Something Really Wild

Take the idea of the ear in Blue Velvet. The story begins when Jeffrey finds a human ear lying in the grass--horrible and fascinating in its detachment from an unknown body--and the camera literally enters into the ear. At the film's end, when Jeffrey has solved his dark mystery, the camera emerges back out of an ear. But this ear is attached to a body-- Jeffrey's. In the terms of dream logic, then, the whole intervening drama has taken place inside Jeffrey's head, and it is Jeffrey's unconscious problem--one having to do with a breakdown between reality (the body) and perception (the ear)--that has been resolved.
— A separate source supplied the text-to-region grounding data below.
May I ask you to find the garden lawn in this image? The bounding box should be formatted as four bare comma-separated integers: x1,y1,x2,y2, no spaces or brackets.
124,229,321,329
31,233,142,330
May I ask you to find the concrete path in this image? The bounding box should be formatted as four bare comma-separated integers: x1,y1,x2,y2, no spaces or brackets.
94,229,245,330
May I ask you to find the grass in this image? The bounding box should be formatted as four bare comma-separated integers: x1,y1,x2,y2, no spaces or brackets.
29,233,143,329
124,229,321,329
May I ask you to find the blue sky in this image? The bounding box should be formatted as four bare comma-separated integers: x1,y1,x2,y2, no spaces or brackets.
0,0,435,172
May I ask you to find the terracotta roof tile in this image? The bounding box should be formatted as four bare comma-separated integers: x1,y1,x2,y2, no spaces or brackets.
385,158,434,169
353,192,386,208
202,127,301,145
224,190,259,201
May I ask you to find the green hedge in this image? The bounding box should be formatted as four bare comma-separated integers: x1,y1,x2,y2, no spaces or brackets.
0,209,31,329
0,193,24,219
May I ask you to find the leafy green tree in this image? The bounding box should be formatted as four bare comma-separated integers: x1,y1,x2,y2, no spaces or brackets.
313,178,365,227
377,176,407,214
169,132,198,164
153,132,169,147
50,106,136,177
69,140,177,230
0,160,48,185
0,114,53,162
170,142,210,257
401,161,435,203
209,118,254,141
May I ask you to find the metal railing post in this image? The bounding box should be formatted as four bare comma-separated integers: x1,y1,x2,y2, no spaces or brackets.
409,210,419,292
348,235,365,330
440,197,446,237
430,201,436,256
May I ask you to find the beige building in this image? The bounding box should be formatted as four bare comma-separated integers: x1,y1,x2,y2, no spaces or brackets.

Lynch does not, of course, deal openly with abstract notions like these. He proceeds from dream images toward ideas, and he leaves those ideas up to you. Wild at Heart has a terrific example of this. In a scene that resembles the kind of nightmare in which the awful event (you killed someone, you're lost, whatever) has already happened, Sailor and Lula come upon a car accident minutes after it occurs. There's shattered glass, blood, dead bodies. And then a beautiful girl (Sherilyn Fenn) walks distractedly toward them out of the night, with blood oozing into her hair. She says nothing about the accident; she doesn't seem to notice the blood. What she's worried about is how angry her mother's going to be with her because she lost her purse. You'll have to see Wild at Heart to appreciate what a frightening, perfect microcosm of Lula's inner situation this scene is. It's the vision of a real dreamer.

Big Feelings

"Movies are an incredible thing," Lynch says. "Because it's possible to say very abstract things with this medium and to give people feelings that are really thrilling and, you know, big feelings. It can be so magical. I'm always looking for the right kind of story to allow certain things that I think film can do to happen. That's one of the reasons I love Wild at Heart. It's got some kind of strange cinema going on in it. It feels different, it's a different way of telling a story."

Lynch was having no luck with his own scripts when friend and producer Monty Montgomery turned him on to Barry Gifford's then-unpublished novel about two modern hayseed lovers on the run from an angry, pos¬sessive mom. ("Monty wanted to direct the story and he wanted me to read it to see what I thought. And I said well, what if I like it, what then? And he said, well then you can direct it. Which is kinda cool. I said I was just joking. But then I read it," Lynch laughs.) Gifford's characters were full-tilt originals, simultaneously down to earth and out to lunch in a way Lynch fell for right off--he says he mentally cast Laura Dern and Nicolas Cage on first reading. But beyond Lula and Sailor, the novel's situation appealed to him: "It's a love story where people start off being in love, which is kind of unusual. In a wild modern world, it's an indication of how it's cool to be in love. And Lula and Sailor have the perfect take on sex in the middle of a solid relationship. They are, like, so innocent and yet completely wild at the same time. It's like looking into the Garden of Eden before things went bad."

Of course, just how the Garden of Eden goes bad is the point at which Wild at Heart moves on into Lynch territory. The book is structured as an inspired dialogue of affection and irrelevance between Lula and Sailor on the road, with added monologue from the detective on their trail. Lynch set the film up with a backstory of evil, violence, and mystery that lends it, for all its gum-chewing, funky charm, an epic nightmare quality. He begins by showing us the murder Sailor committed (for which he's now on parole|; he has a good man viciously assassinated; and he includes an absolutely surreal subtext drawn from The Wizard of Oz.

Most important, Lynch gave Wild at Heart his signature psychosexual kick. He transformed Lula's mother, Marietta (played by Laura Dern's real mother, Diane Ladd), into a character who parallels Dennis Hopper's Frank Booth in Blue Velvet--Marietta Fortune's obsession with separating Lula from Sailor goes well beyond the parameters of a caring Mom. In part, Wild at Heart plays as a kind of Pink Velvet, a counterpart to Jeffrey's discoveries in Lumberton. It's the feminine side of the great, horrible adventure of facing one's sexual nature and winning liberation from the parents inside one's head. In Blue Velvet, Jeffrey cries at the memory of violent sex with mystery woman Dorothy. In Wild at Heart, Lula cries after allowing herself to be seduced by the violent Bobby Peru (Willem Dafoe).